Dozens of high school teams compete in Hopkins Hustle at Twin City Polo Club
Photos by Sean Miner
By Sean Miner
Instead of horses and their polo-playing riders, the sprawling fields of Twin City Polo Club hosted hundreds of a different sort of athlete on May 7 and 8. As part of the Hopkins Hustle ultimate Frisbee tournament, dozens of high school teams competed on a patchwork of fields, marked off by cones.
Not to be confused with the more docile Frisbee golf, ultimate Frisbee is a fast-paced sport that combines elements of football, soccer and basketball, centered around a plastic disc instead of a ball.
Teams of seven players work the disc up the field, hoping to score by passing to a teammate in the endzone, much like football.
Unlike in football, the player holding the disc can’t run, required to keep one foot anchored to the ground, much like setting a pivot in basketball. This makes passing the name of the game.

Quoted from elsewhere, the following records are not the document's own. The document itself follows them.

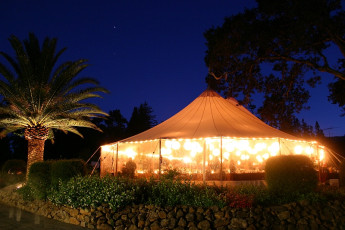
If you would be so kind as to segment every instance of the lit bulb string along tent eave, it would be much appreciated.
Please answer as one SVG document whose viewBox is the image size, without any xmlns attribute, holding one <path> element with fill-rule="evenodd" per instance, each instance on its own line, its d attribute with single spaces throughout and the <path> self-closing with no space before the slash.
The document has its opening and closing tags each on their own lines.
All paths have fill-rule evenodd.
<svg viewBox="0 0 345 230">
<path fill-rule="evenodd" d="M 101 148 L 101 175 L 121 172 L 128 161 L 137 177 L 156 177 L 177 169 L 192 180 L 230 180 L 232 173 L 263 173 L 277 155 L 307 155 L 316 166 L 331 165 L 329 150 L 317 142 L 283 138 L 155 139 L 116 142 Z M 335 163 L 335 162 L 333 162 Z"/>
<path fill-rule="evenodd" d="M 204 181 L 263 172 L 265 161 L 276 155 L 305 154 L 316 166 L 339 161 L 317 142 L 275 129 L 210 89 L 161 124 L 101 149 L 101 176 L 121 172 L 128 161 L 138 177 L 177 169 Z"/>
</svg>

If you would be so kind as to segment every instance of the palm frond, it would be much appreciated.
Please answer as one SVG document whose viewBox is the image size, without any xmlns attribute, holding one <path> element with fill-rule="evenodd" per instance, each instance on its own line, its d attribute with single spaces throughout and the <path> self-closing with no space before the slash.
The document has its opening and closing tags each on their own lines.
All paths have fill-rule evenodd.
<svg viewBox="0 0 345 230">
<path fill-rule="evenodd" d="M 86 59 L 55 66 L 66 50 L 56 51 L 57 40 L 46 38 L 42 46 L 33 34 L 21 42 L 9 38 L 15 57 L 0 53 L 13 70 L 0 63 L 0 94 L 6 106 L 0 106 L 0 127 L 6 130 L 44 127 L 73 132 L 78 127 L 101 131 L 89 119 L 107 116 L 98 106 L 82 103 L 107 93 L 93 78 L 79 78 L 89 64 Z M 91 87 L 85 87 L 85 85 Z M 31 132 L 31 131 L 30 131 Z M 29 131 L 28 131 L 29 133 Z"/>
</svg>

The defending team seeks to block or intercept passes. If the disc touches the ground, it’s turned over to the defending team, who then begin passing down the field toward the other endzone.
With more high schools and colleges starting both boys and girls teams throughout the country every year, ultimate Frisbee is also gaining a playerbase abroad. Teams in Europe, Asia and South America have popped up over the last several years.
Not taken particularly seriously for its first few decades of growth, the International Olympic Committee announced that it was eligible for inclusion as one of the roughly two dozen certified sports on display for the summer Olympics.
Among the reasons cited for this recognition was what is called the “spirit of the game.” Unlike any other sport, ultimate Frisbee has no referees, line judges or other officiants. Instead, players themselves call fouls and handle any resulting penalties.
That might sound unworkable to those with experience with other sports. However, simple rules, combined with a pervasive culture of respect, make it not only possible, but effective.